OK, I didn't love the inferences from that Bloomberg article, either, but this critique is too harsh. It's a valid point that VIX analysis has gotten a little too popular over time, And I'd add that even those of us actually in the options field probably read way too much into every little bit of noise (myself very much included). But it doesn't mean we should stop watching it.

The point he misses, in my humble opinion, is that it's just an indicator of sentiment -- just one piece of the puzzles that may prove helpful on the margins.

Until the end of that clip, he uses the term "remove" here in place of "derivative." And he's certainly right on that count. An index -- the S&P 500 Index (SPX) here -- is a derivative. Options on SPX are a derivative of that. VIX indexes the implied volatility on those derivatives. A VIX future is a derivative of VIX. A VIX option is a derivative of a VIX future. Roll it all together and a VIX option is a derivative of a derivative (VIX future) that's a derivative of a calculation (VIX) which proxies the implied volatility of options on a derivative (SPX).

So yes, we've gone very far out on this chain. It's like a math-y game of Telephone.

But there's nothing wrong with trying to read something into the trading action on parts of that chain. It's just important to recognize a few points.

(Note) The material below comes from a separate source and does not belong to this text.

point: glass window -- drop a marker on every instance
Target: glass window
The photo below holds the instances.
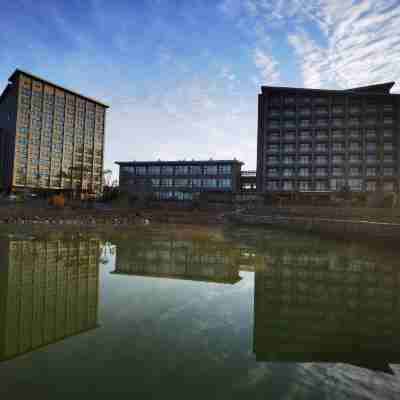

Sample size is generally low. Twitter is filled with "Indicator X looked just like this in 2007, hence we're going to meltdown" sorts of analysis. Coincidence too often implies causality.

The context of the dollars committed to a "bet" is often lost as well. A month barely goes by without hearing about someone buying 10,000 out-of-the-money VIX calls, or $2 million of VIX calls, or whatever. Is he just hedging a portfolio? Is he running $10 billion and this is just a tiny play? Is this the 28th month in a row the same player has bet on a VIX explosion that rarely happens? I could go on.

And finally, and to me most importantly, what's the actual meaning when VIX pops or sentiment on VIX futures and options changes? As I often note, I find it a contrarian tell. The more that believe VIX is going to pop and the more money they place on that bet, the less likely it is to actually happen. At least, that's my view; others look at it the other way.

But whatever -- the larger point is we shouldn't stop watching the VIX entirely. It's never gospel, and it often just confirms something we already know, but there's often some good info there if you take in the entire picture.

Disclaimer: Mr. Warner's opinions expressed above do not necessarily represent the views of Schaeffer's Investment Research.